Riscaldamento, le regole per la manutenzione della caldaia
Come ogni anno con l'arrivo del grande freddo si comincia a pensare all'accensione dei riscaldamenti e ci si ricorda della verifica obbligatoria dell'impianto. Ecco un piccolo vademecum con le regole generali da seguire a seconda delle caratteristiche dell'impianto in questione.
Il Decreto legislativo 192/2005, che regolamenta i tempi e le modalità delle verifiche degli impianti, stabilisce che: "per gli impianti di potenza nominale del focolare maggiore o uguale a 35 kW" (quelli condominiali centralizzati, per intendersi) i controlli vanno effettuati almeno ogni anno, sia che si tratti di impianti alimentati a combustibile liquido o solido, sia che si tratti di impianti alimentati a gas (allegato L, comma 1, par. a).

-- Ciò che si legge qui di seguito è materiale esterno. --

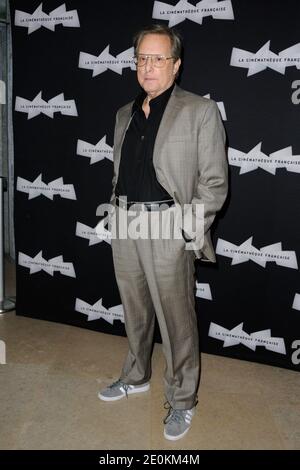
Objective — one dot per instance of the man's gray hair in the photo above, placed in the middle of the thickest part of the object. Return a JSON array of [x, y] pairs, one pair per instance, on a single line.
[[175, 38]]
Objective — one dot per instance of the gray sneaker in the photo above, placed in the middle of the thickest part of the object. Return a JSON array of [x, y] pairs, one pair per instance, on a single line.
[[119, 389], [177, 423]]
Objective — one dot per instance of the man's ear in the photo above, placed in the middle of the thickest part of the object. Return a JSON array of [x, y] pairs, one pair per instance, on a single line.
[[176, 66]]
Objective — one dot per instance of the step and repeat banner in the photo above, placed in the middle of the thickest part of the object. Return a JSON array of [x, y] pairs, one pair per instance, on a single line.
[[73, 69]]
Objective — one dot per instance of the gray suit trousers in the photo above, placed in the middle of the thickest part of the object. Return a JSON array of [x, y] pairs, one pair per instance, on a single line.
[[156, 277]]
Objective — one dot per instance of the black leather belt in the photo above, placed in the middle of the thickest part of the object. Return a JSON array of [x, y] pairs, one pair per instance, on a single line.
[[145, 206]]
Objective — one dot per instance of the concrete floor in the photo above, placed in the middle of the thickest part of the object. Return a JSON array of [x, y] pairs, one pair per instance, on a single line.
[[49, 385]]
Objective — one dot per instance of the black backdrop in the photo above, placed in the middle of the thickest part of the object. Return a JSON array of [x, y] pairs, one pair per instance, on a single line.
[[248, 309]]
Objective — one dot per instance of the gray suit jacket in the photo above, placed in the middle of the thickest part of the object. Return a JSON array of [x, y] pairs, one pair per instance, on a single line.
[[189, 157]]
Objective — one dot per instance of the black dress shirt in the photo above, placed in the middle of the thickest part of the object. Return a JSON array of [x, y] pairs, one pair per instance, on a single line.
[[137, 178]]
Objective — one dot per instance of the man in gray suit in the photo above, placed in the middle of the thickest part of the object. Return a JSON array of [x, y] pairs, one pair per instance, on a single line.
[[169, 153]]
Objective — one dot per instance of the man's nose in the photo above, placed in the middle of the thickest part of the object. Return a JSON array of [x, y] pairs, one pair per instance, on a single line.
[[149, 64]]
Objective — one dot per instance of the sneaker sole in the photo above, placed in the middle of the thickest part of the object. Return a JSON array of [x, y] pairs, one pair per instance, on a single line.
[[175, 438], [141, 389]]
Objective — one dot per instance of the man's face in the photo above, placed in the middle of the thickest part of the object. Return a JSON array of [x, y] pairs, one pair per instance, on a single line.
[[152, 79]]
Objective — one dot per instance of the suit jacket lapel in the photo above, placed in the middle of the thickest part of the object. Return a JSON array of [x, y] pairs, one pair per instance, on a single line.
[[171, 111]]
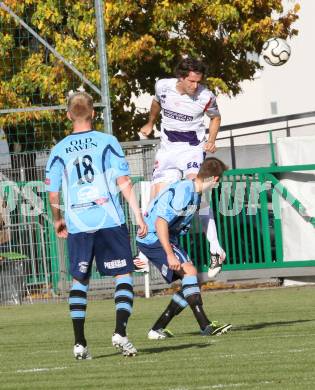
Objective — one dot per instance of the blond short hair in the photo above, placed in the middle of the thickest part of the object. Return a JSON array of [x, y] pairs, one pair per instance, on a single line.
[[80, 106]]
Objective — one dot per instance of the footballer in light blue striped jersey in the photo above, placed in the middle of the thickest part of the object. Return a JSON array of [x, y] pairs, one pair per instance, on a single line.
[[90, 168], [169, 215]]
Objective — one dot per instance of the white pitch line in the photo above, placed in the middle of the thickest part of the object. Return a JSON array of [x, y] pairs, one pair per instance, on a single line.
[[221, 386], [40, 369]]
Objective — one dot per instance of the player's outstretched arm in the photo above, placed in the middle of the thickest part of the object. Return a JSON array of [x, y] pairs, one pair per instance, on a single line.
[[125, 186], [214, 127], [155, 110], [59, 223]]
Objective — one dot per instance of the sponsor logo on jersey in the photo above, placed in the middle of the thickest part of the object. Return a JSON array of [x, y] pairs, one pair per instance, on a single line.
[[119, 263], [193, 164], [164, 270], [178, 116], [83, 267], [101, 201], [76, 145]]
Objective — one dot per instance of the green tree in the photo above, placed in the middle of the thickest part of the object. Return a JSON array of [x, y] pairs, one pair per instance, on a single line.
[[145, 39]]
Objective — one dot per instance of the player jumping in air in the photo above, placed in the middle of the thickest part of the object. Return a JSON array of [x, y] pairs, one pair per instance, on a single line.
[[168, 216], [89, 165], [182, 102]]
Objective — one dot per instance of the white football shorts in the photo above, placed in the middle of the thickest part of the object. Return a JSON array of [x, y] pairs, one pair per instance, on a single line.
[[176, 163]]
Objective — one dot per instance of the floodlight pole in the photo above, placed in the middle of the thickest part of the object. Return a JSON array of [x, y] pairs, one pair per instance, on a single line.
[[101, 43]]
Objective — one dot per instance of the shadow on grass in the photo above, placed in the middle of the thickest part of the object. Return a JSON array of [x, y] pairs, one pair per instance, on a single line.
[[262, 325], [164, 348]]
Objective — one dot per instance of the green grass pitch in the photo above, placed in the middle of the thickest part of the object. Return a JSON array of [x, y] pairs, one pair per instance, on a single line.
[[272, 345]]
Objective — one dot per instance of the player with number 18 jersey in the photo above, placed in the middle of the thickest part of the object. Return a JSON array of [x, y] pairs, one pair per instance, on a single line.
[[86, 165]]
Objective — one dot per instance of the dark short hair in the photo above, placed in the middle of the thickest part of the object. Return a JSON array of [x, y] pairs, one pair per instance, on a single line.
[[212, 166], [189, 64], [80, 106]]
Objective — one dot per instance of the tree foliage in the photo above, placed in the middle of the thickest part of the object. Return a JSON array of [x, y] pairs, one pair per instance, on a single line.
[[145, 39]]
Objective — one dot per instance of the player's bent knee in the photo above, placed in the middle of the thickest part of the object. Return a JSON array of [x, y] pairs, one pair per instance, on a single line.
[[189, 269], [194, 300]]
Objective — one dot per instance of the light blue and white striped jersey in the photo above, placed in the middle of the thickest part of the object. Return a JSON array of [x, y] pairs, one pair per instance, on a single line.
[[177, 204], [86, 166]]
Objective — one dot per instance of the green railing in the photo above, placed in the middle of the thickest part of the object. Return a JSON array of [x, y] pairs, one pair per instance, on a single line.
[[247, 211], [246, 207]]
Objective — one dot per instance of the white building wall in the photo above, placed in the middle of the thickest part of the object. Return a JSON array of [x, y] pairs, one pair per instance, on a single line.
[[291, 85]]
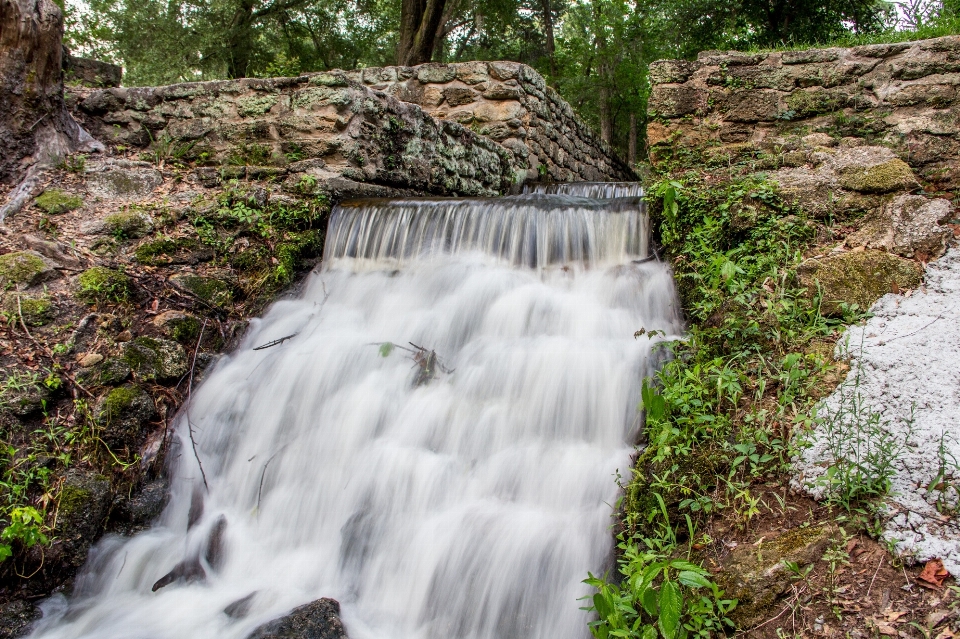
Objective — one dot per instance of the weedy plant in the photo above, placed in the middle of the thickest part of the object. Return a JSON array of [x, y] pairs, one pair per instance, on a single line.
[[862, 450]]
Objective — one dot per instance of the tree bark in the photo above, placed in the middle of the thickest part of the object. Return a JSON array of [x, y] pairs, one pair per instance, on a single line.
[[548, 30], [36, 129], [420, 22], [606, 117]]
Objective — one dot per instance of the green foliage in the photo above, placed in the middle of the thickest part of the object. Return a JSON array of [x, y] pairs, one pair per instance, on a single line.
[[25, 529], [658, 595], [100, 285]]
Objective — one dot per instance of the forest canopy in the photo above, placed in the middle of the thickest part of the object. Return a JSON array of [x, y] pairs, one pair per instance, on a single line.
[[595, 52]]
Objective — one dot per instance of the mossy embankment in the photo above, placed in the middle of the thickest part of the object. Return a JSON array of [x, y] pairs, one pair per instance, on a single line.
[[109, 307], [767, 285]]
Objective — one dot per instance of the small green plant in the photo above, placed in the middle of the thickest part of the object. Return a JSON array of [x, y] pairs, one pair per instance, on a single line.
[[25, 529], [863, 450], [659, 596]]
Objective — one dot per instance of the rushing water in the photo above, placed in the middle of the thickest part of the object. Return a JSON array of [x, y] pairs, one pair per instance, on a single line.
[[464, 501]]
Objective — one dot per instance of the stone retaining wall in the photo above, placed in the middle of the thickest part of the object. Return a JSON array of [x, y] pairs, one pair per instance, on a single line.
[[471, 129], [902, 96], [310, 130], [510, 103]]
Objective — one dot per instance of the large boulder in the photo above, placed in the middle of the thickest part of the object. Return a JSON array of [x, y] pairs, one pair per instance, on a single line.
[[316, 620], [858, 277], [756, 574], [909, 225], [124, 413], [154, 358], [82, 509]]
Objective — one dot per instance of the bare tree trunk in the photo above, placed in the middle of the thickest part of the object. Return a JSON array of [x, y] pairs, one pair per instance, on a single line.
[[420, 22], [36, 129], [548, 28], [606, 118]]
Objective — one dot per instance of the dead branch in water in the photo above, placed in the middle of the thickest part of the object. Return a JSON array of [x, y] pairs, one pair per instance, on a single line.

Gli impianti con potenza inferiore a 35 kW (quasi tutti quelli autonomi di appartamenti di dimensioni medie) devono essere verificati ogni due anni, qualora "il generatore di calore abbia un'anzianità di installazione superiore a otto anni e per gli impianti dotati di generatore di calore ad acqua calda a focolare aperto ( non a tiraggio forzato) installati all'interno di locali abitati". Per gli altri impianti con potenza inferiore a 35kW, dunque le caldaie con tiraggio forzato e quelle a focolare aperto situate non in locali abitati, il decreto sancisce l'obbligo di controllo addirittura ogni quattro anni (allegato L, comma 1, par. b-c).
In sintesi il controllo fumi e la pulizia della caldaia vanno effettuati ogni 4 anni se la caldaia ha meno di 8 anni ed è stagna oppure installata esternamente all'appartamento, mentre va effettuata ogni due anni se la caldaia ha più di 8 anni (anche se installata esternamente all'appartamento) o se è installata all'interno dell'abitazione (anche se la caldaia ha meno di 8 anni).